D'autre part, la France a également utilisé des produits chimiques agressifs contre les Rifains en 1925 - en collaboration avec l'Espagne - et personne ne lui demande de rendre des comptes.

En outre, la relation causale entre les armes chimiques utilisées par les Espagnols dans le Rif (qui étaient principalement de l'ypérite ou du gaz moutarde) et les cas actuels de cancer dans la région n'a pas du tout été prouvée. Il n'y a pas de données à ce sujet, et cela est dû, selon l'Association des victimes des gaz toxiques dans le Rif, au fait que les autorités marocaines elles-mêmes ont empêché les enquêtes.

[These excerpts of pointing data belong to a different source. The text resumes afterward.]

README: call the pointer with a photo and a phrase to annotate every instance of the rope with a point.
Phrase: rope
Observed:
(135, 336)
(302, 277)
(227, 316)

Il ne serait certainement pas dans leur intérêt de voir les effets de la répression menée sur place par Hassan II, alors prince héritier, lors de la révolte du Rif de 1958-1959, lorsque l'armée marocaine - avec le soutien de la France - a rasé la zone avec des bombes à fragmentation, du napalm et du phosphore blanc.

Les effets cancérigènes liés à une exposition sporadique à l'ypérite n'ont pas été démontrés (avec tout le gaz qui a été utilisé en Flandre pendant la première guerre mondiale, aujourd'hui la moitié de la population belge aurait un cancer), mais ceux du napalm l'ont été.

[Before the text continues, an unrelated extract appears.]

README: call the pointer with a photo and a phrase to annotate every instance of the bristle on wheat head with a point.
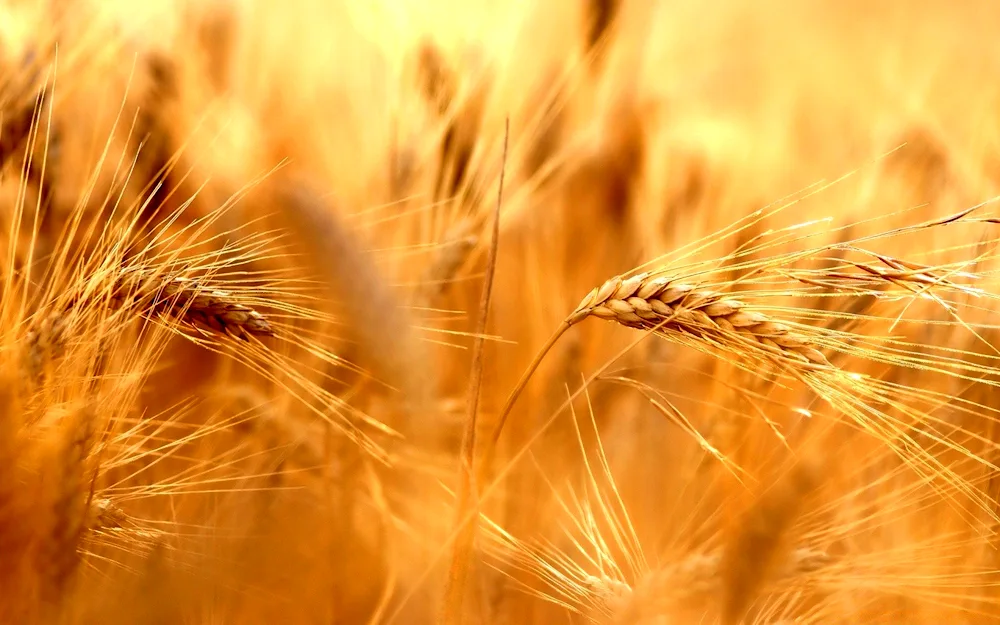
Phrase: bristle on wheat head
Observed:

L'Espagne n'a pas été le premier pays à utiliser des armes chimiques. Il les a utilisés dans le Rif, mais pas illégalement. Elle les utilisait sans discernement, mais la France aussi. Et d'autres l'ont fait avant, comme les Britanniques ou les Bolcheviks.

L'Espagne a été l'un des premiers pays à signer le protocole de Genève et n'a pas utilisé d'armes chimiques depuis son entrée en vigueur en 1928, contrairement à d'autres nations. Et si nous devions dresser une liste des États qui ont procédé à des bombardements aveugles, avec toutes sortes d'armes, elle serait certainement sans fin.

Alors pourquoi se concentrer sur l'Espagne ?

Pour finir, je vais copier quelques réflexions du livre de Manrique et Molina qui me semblent très intéressantes :

Les armes chimiques sont-elles plus mortelles que les armes nucléaires ? Les particules radioactives ne provoquent-elles pas des douleurs, des déformations et la mort partout où des nuages radioactifs peuvent les transporter ? Leurs effets radioactifs, thermiques et mécaniques accumulés ne peuvent-ils pas mettre fin à la vie sur la planète ?

Pourquoi alors les armes nucléaires sont-elles autorisées, même si ce n'est que pour certaines nations ? Et nous en soulignons quelques-unes parce que non seulement les grandes puissances en ont, mais Israël en possède des centaines et n'a pas signé le traité de non-prolifération nucléaire, sans qu'aucune instance internationale n'y fasse la moindre objection, alors que c'est casus belli pour l'Iran. La Corée du Nord, une fois qu'elle a réussi à les fabriquer, ne s'en soucie guère.

Pourquoi la légende noire se concentre-t-elle uniquement sur les armes chimiques tout en occultant l'évolution de leur statut juridique au fil du temps ? Et pourquoi la loupe n'est-elle placée que sur certaines nations ?

En tout cas, les véritables armes de destruction massive ne sont ni nucléaires, ni chimiques, ni biologiques, mais conventionnelles, comme les armes à feu, qui tuent chaque année des dizaines ou des centaines de milliers de personnes dans le monde. Et personne n'interdit ces armes.